At the outbreak of WW1, it was operated by the London & North Western Railway, employing around 5000 people on its 80-acre site. During that conflict, 213 Wolverton Works’ employees gave their lives.

All major UK railway facilities and many smaller ones, such as wayside stations, erected a WW1 Memorial to commemorate their fallen railway colleagues; but for an unknown reason, Wolverton did not erect a Memorial to its fallen.

In 2009, Dave Hilliard, who worked for 47 years in Wolverton Works, set out to rectify this omission in time for the 175th anniversary of ‘the Works’ in 2013. He started researching details of the Wolverton staff who died in the Great War while commencing fundraising.

Fundraising efforts initially included tours of the Works together with talks and sales of a special Wolverton Works and Royal Train 175th anniversary book. Previous Works operators, Knorr-Bremse and current operators, Gemini Rail have supported the fundraising, as has the Railway Heritage Trust and Wolverton and Greenleys Council.

The funding for the project was completed by Wolverton Ward Councillor Rob Middleton who commented;

“I was honoured to be asked to support this hugely important project. The Works has played a defining role in our town’s long history. Highest amongst these defining moments was the undoubted bravery of the Works’ men who heroically sacrificed their lives in WW1 in defence of their hometown and our country. Despite Wolverton’s dramatically changed appearance some 100 years on, the Works still contribute so much to Wolverton. I am truly grateful for Gemini Rail Services’ generosity in helping to make this Work’s WW1 commemoration plaque a reality.”

Andy Savage, Executive Director of the Railway Heritage Trust said;

“We have been delighted to support the erection of this memorial. Over 23,000 railwaymen lost their lives during the Great War, and it is vital that we do not overlook this massive sacrifice, or the contribution that the railways made to the eventual outcome of the war.”

Tim Jenkins, CEO of Gemini Rail Services, said;

“We are delighted to have been able to contribute towards supporting and recognising the importance of this memorial to the residents of Wolverton and to those Works’ men who fought so bravely for their country. As a representative of GRS, I am hugely conscious of the significance of this site to Wolverton as a whole – the history and memories of generations are embedded both in the town and the Works itself and we, as a company, are honoured to be able to play our part in remembering those who lost their lives during the Great War.”

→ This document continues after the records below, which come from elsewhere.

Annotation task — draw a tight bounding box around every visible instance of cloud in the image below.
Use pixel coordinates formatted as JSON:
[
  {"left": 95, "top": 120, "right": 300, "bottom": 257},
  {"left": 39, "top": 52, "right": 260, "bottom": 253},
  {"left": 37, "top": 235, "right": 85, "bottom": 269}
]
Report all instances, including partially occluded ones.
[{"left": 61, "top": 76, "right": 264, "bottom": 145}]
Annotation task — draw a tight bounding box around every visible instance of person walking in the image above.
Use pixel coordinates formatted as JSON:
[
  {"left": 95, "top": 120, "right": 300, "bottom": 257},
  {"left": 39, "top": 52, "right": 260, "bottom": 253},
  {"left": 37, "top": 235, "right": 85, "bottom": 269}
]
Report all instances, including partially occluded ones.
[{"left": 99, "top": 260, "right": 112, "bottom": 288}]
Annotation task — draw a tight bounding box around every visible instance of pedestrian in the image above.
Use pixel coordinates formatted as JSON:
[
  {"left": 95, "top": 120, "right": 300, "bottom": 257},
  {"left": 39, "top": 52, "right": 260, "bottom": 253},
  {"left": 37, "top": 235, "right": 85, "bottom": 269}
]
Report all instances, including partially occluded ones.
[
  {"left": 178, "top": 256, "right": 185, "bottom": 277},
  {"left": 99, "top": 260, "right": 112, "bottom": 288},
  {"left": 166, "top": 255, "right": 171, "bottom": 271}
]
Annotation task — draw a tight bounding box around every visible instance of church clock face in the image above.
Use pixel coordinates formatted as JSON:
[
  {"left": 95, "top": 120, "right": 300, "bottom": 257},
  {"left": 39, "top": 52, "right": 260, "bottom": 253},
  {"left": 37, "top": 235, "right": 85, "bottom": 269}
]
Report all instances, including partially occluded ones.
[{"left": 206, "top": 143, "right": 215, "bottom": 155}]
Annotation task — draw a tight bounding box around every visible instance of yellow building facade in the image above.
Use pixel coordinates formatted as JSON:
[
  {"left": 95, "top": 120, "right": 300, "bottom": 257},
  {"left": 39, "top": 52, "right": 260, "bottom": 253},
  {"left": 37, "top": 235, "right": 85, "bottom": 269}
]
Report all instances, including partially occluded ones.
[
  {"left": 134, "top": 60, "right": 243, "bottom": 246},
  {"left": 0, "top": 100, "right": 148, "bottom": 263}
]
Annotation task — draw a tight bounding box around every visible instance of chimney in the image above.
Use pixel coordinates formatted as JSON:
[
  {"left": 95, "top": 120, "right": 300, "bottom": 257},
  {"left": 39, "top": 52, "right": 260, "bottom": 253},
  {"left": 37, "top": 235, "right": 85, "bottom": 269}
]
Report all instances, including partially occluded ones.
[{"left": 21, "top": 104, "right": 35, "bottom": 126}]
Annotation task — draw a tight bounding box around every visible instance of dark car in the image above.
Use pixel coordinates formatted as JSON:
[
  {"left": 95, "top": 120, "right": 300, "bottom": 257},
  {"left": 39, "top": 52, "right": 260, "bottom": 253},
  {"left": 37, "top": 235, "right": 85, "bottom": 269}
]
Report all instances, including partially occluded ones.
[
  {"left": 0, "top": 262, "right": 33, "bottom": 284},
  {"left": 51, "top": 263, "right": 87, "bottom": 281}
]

Adrian Moss, Mayor of Wolverton announced, On behalf of Wolverton and Greenleys Town Council and the residents of our Parish, I’m absolutely delighted that the memorial will, at long last, be erected and visible to all who live in, work in or visit Wolverton. The Town Council are gratified that the site chosen for the monument is on the boundary of the Town Hall and hope that it reminds those entering Wolverton from the east of the great sacrifice made by those from the historic railway works.”